La Barbera, one-third of a celebrated jazz family, with brothers saxophonist Pat La Barberaand composer/arranger/educator John La Barbera, is one of the busiest, most respected and beloved drummers in the business. He's performed worldwide with singer Tony Bennett, pianist Bill Evans and others in the jazz pantheon. Here he takes the leader's role and performs with his usual meticulous time, brilliant cymbal and set work and total immersion into the creative forces around him.

The eight selections, all superb originals, provide a diverse platform from which frontline performers and rhythm section deliver. The groove gamut is covered from classic hard bop ("Afluencia," "E.J.'s Blues") and straight-ahead stroll ("Bradley's, 2 AM?") to Frank Zappa-esque quirk ("Bite Your Grandmother"). Throughout the session the intensity and creative energy never let up.

The interplay between these superb players, elegantly subtle at times and in-your-face intense at others, is a joy. Front-liners Bob Sheppard (saxophones) and Clay Jenkins (trumpet) deliver ideas and interpretations which flitter back and forth with little or no regard for their respective instruments' limitations. Each pushes the other's envelope relentlessly, but never in a competitive manner.

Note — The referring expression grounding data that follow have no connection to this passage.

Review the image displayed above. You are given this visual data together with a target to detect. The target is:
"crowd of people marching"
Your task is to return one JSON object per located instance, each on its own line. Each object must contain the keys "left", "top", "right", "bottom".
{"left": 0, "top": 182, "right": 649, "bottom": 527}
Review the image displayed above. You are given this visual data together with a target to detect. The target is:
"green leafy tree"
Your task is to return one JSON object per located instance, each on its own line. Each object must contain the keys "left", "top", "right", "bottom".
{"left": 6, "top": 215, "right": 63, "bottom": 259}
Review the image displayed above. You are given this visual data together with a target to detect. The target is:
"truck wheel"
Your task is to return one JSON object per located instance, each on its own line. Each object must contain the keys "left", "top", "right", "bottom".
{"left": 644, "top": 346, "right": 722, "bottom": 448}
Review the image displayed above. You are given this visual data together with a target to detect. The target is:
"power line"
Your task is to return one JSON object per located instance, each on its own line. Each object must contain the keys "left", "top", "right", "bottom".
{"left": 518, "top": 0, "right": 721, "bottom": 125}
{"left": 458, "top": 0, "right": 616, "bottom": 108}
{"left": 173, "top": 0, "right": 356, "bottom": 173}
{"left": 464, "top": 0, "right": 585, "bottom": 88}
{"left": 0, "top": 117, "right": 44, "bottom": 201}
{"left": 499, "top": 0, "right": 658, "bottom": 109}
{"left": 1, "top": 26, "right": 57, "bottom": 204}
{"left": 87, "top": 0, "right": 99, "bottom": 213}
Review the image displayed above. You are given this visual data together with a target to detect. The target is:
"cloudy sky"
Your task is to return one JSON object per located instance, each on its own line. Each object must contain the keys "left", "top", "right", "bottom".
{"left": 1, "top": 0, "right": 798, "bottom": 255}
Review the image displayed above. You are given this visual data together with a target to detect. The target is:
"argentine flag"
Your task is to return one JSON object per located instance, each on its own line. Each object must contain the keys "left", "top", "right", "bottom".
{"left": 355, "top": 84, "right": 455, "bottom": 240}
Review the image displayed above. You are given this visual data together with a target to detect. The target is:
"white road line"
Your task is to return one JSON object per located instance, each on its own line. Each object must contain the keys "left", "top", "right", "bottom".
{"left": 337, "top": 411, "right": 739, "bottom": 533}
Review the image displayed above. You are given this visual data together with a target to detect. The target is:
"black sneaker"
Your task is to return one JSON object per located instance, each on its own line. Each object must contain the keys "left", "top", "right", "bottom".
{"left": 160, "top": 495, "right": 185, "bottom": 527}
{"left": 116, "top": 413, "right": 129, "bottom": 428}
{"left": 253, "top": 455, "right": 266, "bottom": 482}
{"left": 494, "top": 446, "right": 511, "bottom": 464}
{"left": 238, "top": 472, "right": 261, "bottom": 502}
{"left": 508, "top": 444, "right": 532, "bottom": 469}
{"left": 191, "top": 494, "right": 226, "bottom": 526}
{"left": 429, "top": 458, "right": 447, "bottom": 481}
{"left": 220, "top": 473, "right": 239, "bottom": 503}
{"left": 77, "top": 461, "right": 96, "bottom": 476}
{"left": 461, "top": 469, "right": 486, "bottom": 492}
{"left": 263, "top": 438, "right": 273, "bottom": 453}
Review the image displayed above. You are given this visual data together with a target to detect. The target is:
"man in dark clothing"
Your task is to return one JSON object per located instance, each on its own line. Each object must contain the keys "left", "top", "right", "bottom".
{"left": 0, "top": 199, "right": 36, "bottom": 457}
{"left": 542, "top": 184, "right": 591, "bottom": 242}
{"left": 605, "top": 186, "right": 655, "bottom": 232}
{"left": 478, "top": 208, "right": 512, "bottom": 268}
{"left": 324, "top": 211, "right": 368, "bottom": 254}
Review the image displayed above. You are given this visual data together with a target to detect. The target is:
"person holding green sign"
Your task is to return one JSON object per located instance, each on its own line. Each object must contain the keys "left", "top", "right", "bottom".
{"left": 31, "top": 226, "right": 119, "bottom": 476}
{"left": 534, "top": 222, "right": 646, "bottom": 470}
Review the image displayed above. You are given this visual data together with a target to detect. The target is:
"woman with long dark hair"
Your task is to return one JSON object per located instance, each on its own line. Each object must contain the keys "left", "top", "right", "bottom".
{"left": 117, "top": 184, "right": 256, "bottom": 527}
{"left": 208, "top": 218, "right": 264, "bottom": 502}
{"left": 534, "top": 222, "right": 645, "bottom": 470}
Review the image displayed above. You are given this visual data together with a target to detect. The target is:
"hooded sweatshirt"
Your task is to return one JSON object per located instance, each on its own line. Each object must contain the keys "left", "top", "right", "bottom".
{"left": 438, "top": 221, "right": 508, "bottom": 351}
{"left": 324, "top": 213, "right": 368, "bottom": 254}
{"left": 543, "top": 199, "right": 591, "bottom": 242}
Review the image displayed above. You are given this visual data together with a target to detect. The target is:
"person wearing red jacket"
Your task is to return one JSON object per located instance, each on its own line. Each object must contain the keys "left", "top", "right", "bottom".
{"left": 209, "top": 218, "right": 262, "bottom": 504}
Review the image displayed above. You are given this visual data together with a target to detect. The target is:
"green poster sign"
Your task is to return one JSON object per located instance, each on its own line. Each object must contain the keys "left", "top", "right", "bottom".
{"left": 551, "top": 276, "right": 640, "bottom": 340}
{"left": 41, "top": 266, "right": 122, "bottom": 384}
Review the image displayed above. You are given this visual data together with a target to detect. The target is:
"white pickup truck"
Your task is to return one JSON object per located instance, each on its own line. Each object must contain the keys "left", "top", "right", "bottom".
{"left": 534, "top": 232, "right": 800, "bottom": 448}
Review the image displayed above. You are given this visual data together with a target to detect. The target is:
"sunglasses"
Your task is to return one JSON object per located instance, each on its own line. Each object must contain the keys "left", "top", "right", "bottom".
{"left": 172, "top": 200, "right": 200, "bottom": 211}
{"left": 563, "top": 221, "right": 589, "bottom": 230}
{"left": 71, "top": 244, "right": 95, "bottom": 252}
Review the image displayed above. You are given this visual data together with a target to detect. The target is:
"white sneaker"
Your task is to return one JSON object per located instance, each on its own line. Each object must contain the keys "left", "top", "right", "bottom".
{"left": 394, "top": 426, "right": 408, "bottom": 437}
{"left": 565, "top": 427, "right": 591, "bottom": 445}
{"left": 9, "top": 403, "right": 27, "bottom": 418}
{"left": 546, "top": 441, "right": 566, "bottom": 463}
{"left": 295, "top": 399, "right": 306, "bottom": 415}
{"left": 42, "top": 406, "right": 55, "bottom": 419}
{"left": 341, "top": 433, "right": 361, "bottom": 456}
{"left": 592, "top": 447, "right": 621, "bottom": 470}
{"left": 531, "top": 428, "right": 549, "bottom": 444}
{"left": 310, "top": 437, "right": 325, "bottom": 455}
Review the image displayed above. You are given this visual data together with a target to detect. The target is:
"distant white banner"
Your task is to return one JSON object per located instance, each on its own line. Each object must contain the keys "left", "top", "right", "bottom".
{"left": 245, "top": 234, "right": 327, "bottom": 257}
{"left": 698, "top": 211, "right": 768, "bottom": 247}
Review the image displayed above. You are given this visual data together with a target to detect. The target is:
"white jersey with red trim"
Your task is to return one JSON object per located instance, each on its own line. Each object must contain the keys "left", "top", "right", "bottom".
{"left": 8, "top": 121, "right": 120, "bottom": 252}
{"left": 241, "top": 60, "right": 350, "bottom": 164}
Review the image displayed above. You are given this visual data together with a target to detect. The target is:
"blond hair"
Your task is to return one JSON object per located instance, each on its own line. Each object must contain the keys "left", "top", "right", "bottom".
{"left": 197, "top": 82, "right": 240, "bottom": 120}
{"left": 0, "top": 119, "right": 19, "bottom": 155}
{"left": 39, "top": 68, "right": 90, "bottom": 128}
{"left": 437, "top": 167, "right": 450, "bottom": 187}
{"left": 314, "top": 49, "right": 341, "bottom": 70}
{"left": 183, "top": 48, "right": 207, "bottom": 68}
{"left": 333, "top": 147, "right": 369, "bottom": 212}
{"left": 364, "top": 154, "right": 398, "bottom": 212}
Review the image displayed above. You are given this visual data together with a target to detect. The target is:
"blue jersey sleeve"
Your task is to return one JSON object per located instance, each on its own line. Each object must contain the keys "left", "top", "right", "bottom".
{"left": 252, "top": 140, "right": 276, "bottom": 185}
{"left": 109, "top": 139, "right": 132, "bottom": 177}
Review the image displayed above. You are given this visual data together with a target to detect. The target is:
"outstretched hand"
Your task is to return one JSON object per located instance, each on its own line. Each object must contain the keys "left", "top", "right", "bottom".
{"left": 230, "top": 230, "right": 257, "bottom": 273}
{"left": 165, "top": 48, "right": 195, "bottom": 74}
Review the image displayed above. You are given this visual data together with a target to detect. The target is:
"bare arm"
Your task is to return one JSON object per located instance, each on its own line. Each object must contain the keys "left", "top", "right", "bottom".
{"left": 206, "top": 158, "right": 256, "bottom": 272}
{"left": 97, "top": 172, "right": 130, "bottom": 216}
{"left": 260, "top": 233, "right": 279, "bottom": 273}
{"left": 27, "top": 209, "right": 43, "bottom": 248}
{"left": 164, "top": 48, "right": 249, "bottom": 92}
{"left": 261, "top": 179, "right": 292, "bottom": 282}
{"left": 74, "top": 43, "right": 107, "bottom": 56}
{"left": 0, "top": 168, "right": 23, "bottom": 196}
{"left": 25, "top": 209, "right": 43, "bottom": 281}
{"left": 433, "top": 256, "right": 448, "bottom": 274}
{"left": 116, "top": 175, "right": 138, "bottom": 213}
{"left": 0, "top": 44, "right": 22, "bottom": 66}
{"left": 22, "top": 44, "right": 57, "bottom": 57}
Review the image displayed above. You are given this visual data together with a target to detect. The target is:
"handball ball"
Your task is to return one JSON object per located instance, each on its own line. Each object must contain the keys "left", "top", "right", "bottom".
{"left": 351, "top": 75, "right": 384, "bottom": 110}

Sheppard's saxophones blow from the serene ("Jade Visions") to sublime ("Grace"). His is a creative approach of sustained surprise and rhythmic invention. Jenkins, playing in a highly stylized manner, unabashedly channels Miles Davis and startles with his sound, technical gymnastics, lyric lines and utterly intelligent approach. Pianist Bill Cunliffe beautifully explores tonalities from the Impressionist to the post-Modern and bassist Tom Warrington is a rock throughout. The ensemble's moments of freer group play are a veritable highlight show.

Bill Evans talked about a "Universal Mind Force," into which the finest musicians tap. Silver Streams demonstrates what is ultimately possible when five stellar players merge to simultaneously access that force and deliver its awesome power through their magnificent music.